My love of fashion came from a mixture of 1980s pop and wanting to be Doctor Who. In my day, Doctor Who was this very extravagant, eccentrically dressed person.
I used to hang out with some real goth punks. I had a punk look but I wore bright colours, like polka dots and a jacket with 10-inch vinyl records sculpted into giant shoulder pads. I used to walk around with door knockers on my feet. Back then people were quite tolerant of expressing yourself in an eccentric way.
I made a joke at school that I was going to do needlework as a GCSE. From there, it got me to actually start making clothes. When I was 14, I started making Bermuda shorts as a little side business. Fast-forward to me going to the Royal College of Art and studying fashion.
Gammon is my surname. On my art foundation course, I was kind of adopted by these three beautiful girls who were final-year fashion students. I was slightly in love with them and they helped me put my portfolio together. After doing a Jane Austen project, they came back and started calling me "Mr Gammon". They sat me down and said: "I bet you don’t have the balls to introduce yourself as Mr Gammon on day one of college."
I did, and no-one spoke to me for three weeks – they thought it was the most conceited thing. But I stuck to it. It’s stood me in good stead, because it’s like I take the work very seriously but I don’t take myself that seriously.
I developed my personal style because London always looks like it’s in mourning. Everyone wears black, and teenage kids just wear grey Primark.
For me it’s very much about colours and layers. Tom Kuntz [the director] always says I look like a time-traveller – it’s a bit like someone from the 1800s has travelled to the future but arrived in colour.
I’m constantly drawing. I’ll be on the Tube and I’m drawing the people across from me, and I don’t hide it. When a brightly coloured time traveller sits across from you, you can’t hide what you’re doing. I’m constantly trying to record stuff.

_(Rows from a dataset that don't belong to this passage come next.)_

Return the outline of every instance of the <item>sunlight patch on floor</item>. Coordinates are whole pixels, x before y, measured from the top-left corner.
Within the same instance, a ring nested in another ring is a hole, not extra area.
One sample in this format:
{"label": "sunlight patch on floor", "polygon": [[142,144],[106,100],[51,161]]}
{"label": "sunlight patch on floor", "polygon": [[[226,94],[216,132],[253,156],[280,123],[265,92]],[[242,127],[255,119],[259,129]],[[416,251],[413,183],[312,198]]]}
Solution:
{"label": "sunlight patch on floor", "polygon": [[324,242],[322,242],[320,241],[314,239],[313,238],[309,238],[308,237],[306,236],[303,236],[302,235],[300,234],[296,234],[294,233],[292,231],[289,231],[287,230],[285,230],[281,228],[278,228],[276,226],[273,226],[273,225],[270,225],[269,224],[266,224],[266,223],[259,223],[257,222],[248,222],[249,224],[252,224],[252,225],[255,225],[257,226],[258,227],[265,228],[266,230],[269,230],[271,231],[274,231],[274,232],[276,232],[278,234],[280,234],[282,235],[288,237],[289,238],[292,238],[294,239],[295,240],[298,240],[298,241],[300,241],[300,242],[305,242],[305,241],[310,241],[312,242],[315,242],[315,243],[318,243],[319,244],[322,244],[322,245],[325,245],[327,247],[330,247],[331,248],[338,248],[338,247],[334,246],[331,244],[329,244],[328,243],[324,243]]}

At the beginning of my career I made clothes for stylists. My second job was designing clothes for The Rolling Stones, so you could say it was downhill from there. I was only in my early twenties, and I designed clothes for their tours Voodoo Lounge and Bridges to Babylon.

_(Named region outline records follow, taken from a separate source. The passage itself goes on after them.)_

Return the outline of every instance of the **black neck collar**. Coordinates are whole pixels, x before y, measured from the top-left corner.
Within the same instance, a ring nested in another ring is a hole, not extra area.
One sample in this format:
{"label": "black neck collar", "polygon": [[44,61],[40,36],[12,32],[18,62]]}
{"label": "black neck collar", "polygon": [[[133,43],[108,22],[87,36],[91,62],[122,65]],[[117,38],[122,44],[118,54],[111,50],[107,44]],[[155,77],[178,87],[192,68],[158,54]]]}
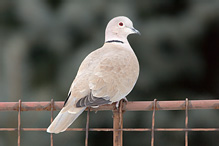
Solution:
{"label": "black neck collar", "polygon": [[106,41],[105,43],[122,43],[122,44],[124,44],[124,42],[120,41],[120,40],[109,40],[109,41]]}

From there I got known for designing one-off pieces for famous bands, like the Spice Girls and a load of indie groups. I made weird things like a horse tail for a bass player of David Bowie. I made a white patent leather mini skirt for Victoria Beckham. Unfortunately, I did not make Geri Halliwell’s famous Union Jack dress – you can almost say it’s a career of near misses.

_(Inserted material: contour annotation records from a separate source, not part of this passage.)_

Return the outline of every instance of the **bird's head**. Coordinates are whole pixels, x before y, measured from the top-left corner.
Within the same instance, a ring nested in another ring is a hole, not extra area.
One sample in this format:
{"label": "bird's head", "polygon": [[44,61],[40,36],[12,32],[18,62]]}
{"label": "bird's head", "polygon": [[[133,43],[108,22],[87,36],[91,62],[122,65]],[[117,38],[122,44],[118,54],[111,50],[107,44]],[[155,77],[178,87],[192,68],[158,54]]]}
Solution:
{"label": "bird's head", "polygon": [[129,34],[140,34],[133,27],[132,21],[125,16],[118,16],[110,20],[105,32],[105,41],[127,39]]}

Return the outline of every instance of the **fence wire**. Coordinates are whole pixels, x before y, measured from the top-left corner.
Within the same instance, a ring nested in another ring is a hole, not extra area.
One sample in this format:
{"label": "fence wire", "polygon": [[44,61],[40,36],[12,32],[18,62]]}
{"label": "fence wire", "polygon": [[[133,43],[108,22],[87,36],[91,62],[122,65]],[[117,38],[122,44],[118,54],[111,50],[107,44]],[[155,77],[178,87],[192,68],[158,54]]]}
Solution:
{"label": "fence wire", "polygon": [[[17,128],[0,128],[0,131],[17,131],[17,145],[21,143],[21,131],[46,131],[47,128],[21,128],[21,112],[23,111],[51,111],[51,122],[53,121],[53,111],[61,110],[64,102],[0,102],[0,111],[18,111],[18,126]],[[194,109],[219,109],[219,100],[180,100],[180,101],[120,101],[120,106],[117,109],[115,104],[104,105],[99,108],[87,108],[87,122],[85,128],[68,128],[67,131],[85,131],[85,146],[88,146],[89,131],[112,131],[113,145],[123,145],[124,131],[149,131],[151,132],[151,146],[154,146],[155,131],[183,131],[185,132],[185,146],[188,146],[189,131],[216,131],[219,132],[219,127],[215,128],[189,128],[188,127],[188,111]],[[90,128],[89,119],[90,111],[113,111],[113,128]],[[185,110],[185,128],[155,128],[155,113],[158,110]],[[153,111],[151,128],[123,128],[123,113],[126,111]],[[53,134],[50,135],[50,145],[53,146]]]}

I became known as someone who could do store-buying and styling, but could also design and make. I wrote fashion articles and I started doing a lot more commercials. I’ve been really lucky that there’s been a diversity to what I do.
The Guinness "Sapeurs" ad was a real gift. It was very much about swagger, with an elegance to the menswear and tailoring. They were looking for someone with good design experience who wouldn’t suddenly make it into a comedy fashion show. Those gentlemen were amazing. It was more of a case of celebrating their look – a bit like styling The Rolling Stones. They already have a style, you want them to feel comfortable, but you might push and influence the look a bit.
Friends of mine were proudly posting the video when it launched and there were a load of comments saying: "What did he do? Don’t they look that way anyway?" I always say the beauty of a good costume designer is to look like you were never there.
With Sainsbury’s Christmas ad, you couldn’t help but feel this sense of goodwill, and you just wanted to make this the best you possibly could. I had this huge amount of freedom. The producer gave me a list of the kind of costumes they were looking for, and that was it. For example, on their list they had the queen – that’s all it said. So I went away and started pulling references of little children dressed as the queen. And I said: "Hold on a minute, if they’re talking about the queen at Christmas, surely she has to be in a TV, like the Queen giving her speech." What was great was everyone was just laughing their heads off at my drawings.
I’ve always said to my assistants, be interested in something. I like old movies from the 1920s or documentaries about London life. I’ve got a real kind of retro-head with regard to vintage movies and old artwork. There’s a wealth of stuff I never feel like I know enough about.
A lot of my inspiration comes from that slight neurosis of wanting to make sure the next job is as good as Sainsbury’s. And it comes from what is next and what’s around the corner. That will always keep you young and hungry.
Mr Gammon is a costume designer and stylist. He has worked on ads including Guinness’ "Sapeurs", Sainsbury’s 2018 Christmas film, "The big night", and Virgin Media’s campaign starring Usain Bolt. He is also known for his designs for bands such as The Rolling Stones and Spice Girls.